6. The visible light image temperature detection method according to claim 1, characterized in that, The step of inputting the restored image into a pre-trained semantic segmentation model to obtain the image regions corresponding to each transformer device in the restored image includes: The restored image is input into a pre-trained semantic segmentation model to obtain the device category label corresponding to each pixel in the restored image; Based on the device category label of each pixel, a preliminary segmentation image is generated; Morphological processing is performed on the preliminary segmented image to obtain the image region corresponding to each of the transformer devices.

7. The visible light image temperature detection method according to claim 1, characterized in that, Before inputting the restored image into the pre-trained semantic segmentation model, the method further includes: The size of the restored image is adjusted to a preset size.

8. A visible light image temperature detection system, characterized in that, include: Image acquisition module, target segmentation module, and temperature prediction module; The image acquisition module is used to acquire visible light images; The target segmentation module is used to perform image restoration processing based on an atmospheric scattering model on the visible light image to obtain a restored image; and input the restored image into a pre-trained semantic segmentation model to obtain the image regions corresponding to each transformer device in the restored image. The temperature prediction module is used to extract the color distribution statistical features of the red, green and blue channels in the image area corresponding to each transformer device, respectively. The statistical features of each color distribution are input into a pre-trained machine learning model to obtain the predicted temperature of the transformer equipment.

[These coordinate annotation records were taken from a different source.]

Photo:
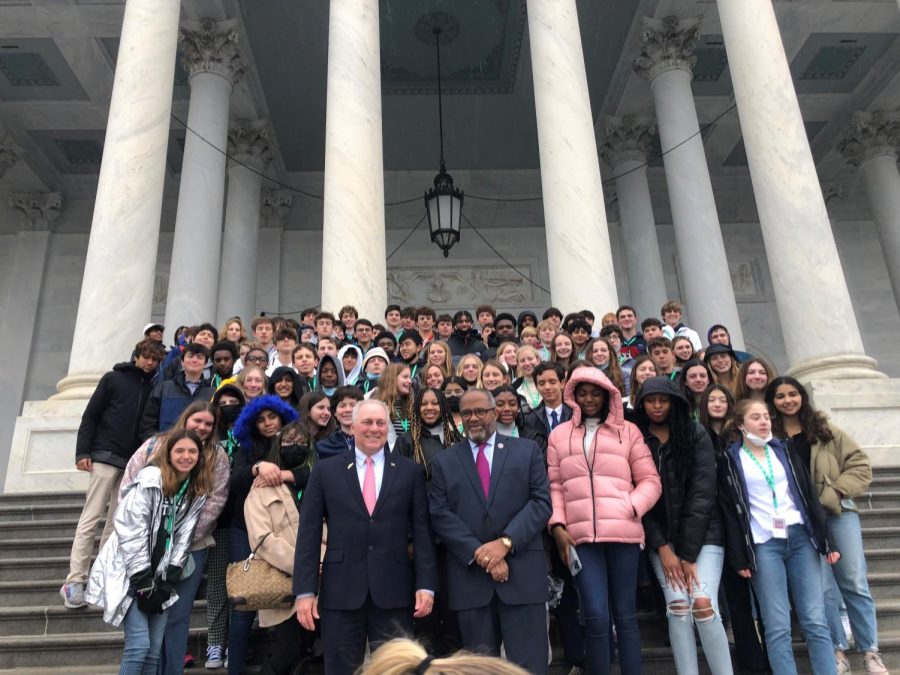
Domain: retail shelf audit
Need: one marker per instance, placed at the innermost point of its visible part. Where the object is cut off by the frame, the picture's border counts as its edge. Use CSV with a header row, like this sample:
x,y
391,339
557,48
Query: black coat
x,y
365,555
734,504
110,426
686,517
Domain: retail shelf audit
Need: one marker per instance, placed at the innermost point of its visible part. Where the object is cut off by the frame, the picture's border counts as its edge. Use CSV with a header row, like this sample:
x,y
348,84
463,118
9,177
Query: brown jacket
x,y
839,466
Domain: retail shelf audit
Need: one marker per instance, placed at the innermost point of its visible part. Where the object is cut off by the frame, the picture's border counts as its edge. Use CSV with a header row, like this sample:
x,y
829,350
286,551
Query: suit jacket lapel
x,y
500,453
353,481
387,479
468,463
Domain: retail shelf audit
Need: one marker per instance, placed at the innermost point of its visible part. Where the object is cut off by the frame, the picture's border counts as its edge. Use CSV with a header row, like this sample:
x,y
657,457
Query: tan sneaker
x,y
874,664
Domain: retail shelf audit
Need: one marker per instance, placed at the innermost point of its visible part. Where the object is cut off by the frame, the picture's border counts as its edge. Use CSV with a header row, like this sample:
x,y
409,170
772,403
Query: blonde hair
x,y
402,656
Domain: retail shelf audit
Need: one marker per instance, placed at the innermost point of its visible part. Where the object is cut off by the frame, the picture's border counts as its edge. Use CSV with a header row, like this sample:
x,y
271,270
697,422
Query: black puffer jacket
x,y
686,517
110,426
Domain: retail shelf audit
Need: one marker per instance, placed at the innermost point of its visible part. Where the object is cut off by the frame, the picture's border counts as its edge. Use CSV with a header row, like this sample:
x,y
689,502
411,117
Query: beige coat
x,y
839,466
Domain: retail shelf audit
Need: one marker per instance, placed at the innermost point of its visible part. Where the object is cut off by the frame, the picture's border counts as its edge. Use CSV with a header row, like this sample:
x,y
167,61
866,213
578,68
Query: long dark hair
x,y
681,431
451,433
813,424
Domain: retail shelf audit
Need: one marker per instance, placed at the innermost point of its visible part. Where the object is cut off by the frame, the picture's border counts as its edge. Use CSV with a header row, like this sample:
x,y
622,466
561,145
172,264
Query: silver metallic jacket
x,y
128,549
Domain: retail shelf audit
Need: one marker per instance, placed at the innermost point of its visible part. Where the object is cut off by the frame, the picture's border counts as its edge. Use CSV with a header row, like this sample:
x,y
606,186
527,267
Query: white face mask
x,y
757,440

9. A terminal device, characterized in that, The method includes a processor, a memory, and a computer program stored in the memory and configured to be executed by the processor, wherein when the processor executes the computer program, it implements the visible light image temperature detection method as described in any one of claims 1-7.

10. A computer-readable storage medium, characterized in that, include: A stored computer program, wherein, when the computer program is executed, it controls the device containing the computer-readable storage medium to perform the visible light image temperature detection method as described in any one of claims 1-7.